We had a full weekend of reflecting on God's goodness as well as having lots of fun with family. I'll share Easter pictures later. I love how Isabelle's dress turned out, but I don't have pictures of the details and such just yet- it was so cold yesterday, and snow is predicted for much of this week, I wasn't about to head outside for "pretty pictures." Although...doesn't she look so beautiful in her Cinderella dress here? And so grown up! Waaaaaaaaaah. Pass the kleenex.
We had a Mommy-Daughter date to the movies last weekend. Can you guess what we saw? So much fun, and such a wonderful movie. She is so self-conscious recently (that's another post for another day) that I was really surprised when she said she wanted to wear her costume dress. I actually hesitated, but thank goodness I didn't object because she felt so special wearing it. I would have deeply regretted that.
Let's just pretend that plastic bag isn't over there...
This sweet boy of mine has been helping in the kitchen so much lately. It's a special time together. He has such a good heart, wanting to serve and help. Now if we could just get him to put things back where they go. ;)
I wish our cats had some personality. Ha Ha
On Good Friday afternoon we made these Resurrection Rolls with my parents, who had dropped by unexpectedly. I love how this one right here turned out, looking just like an open, emptied tomb. So neat!
I found myself getting irritable and upset quite often during Easter weekend, and honestly, I was mad at myself for it. I don't know about you, but I often feel that there are so many expectations- put on by myself, I'm sure- and then instead of focusing on the beauty of his resurrection, I'm wasting my energy on things that shouldn't really matter. But I'm human, and a Mom, and I want that perfect photo of my kids all dressed up, and I want the memories of a special day/weekend, and... This has been a big trap for me lately. My priorities are not what they should be, and I KNOW the answer is in spending time in God's Word and being quiet and intentional in my time with Him, but I can't make myself do it. Does that make me sound awful? That I can't make myself read the Bible or spend quiet time with God?
Well, it feels pretty awful. So now I have a choice, and I want to choose well, to choose the very best.

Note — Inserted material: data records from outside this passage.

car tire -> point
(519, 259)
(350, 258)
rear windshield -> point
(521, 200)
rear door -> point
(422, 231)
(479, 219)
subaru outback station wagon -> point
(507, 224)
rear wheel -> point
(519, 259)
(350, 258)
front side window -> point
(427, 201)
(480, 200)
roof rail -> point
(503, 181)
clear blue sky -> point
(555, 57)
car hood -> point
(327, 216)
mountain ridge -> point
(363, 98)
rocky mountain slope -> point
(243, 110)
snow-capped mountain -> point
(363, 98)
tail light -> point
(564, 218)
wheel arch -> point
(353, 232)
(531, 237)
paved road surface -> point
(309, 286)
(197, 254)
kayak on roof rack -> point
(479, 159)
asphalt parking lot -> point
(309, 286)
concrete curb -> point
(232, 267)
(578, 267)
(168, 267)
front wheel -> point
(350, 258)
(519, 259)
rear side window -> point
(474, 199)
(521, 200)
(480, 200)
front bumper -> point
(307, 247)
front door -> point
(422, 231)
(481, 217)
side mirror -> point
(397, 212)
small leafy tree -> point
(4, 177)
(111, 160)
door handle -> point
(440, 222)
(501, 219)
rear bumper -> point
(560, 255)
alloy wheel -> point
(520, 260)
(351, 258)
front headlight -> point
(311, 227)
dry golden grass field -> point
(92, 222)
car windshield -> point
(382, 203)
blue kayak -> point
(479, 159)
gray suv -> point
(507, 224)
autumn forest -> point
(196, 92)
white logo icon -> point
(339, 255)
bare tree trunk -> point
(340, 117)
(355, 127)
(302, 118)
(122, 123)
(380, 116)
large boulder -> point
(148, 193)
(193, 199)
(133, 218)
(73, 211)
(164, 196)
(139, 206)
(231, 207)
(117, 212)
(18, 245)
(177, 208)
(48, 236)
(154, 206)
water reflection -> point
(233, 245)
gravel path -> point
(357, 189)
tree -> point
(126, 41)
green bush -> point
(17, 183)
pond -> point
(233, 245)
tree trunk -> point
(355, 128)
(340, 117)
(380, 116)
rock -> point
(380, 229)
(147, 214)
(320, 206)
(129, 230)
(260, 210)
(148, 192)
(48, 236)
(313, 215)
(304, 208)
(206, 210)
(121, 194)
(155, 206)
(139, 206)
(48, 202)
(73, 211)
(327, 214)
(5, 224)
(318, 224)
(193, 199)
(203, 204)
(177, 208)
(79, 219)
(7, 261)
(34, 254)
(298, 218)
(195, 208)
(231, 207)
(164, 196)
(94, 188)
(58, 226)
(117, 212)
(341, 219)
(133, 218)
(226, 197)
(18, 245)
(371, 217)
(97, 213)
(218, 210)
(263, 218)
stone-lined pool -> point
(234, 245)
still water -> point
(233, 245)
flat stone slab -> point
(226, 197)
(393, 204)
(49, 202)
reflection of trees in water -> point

Lastly, I feel so out of control with my house. Literally. There are bags here, stuff over there, piles of this and that pretty much...everywhere! Ack! This is not the environment I want for myself or my family, not at all. I don't even know what or how it happened, but it's draining the life right out of me and I need to make a change. But not just yet...right now I've got to finish up this no-longer-hot tea, finish up (what I really mean is make, but that would make me feel even worse, so...) lunches, and go get my little loves ready for a brand new day. And we're going to pray for one another.
Have a great Monday today!
1 comment:
I have a needlepoint I did many, many, many years ago that says:
Cleaning and cooking can wait till tomorrow, for babies grow up we learn to our sorrow. So quiet down cobwebs, dust go to sleep. I'm rocking my baby and babies don't keep. One day your house will be clean, there will be no fingerprints, no toys, and no kids. Enjoy them now, the rest can wait.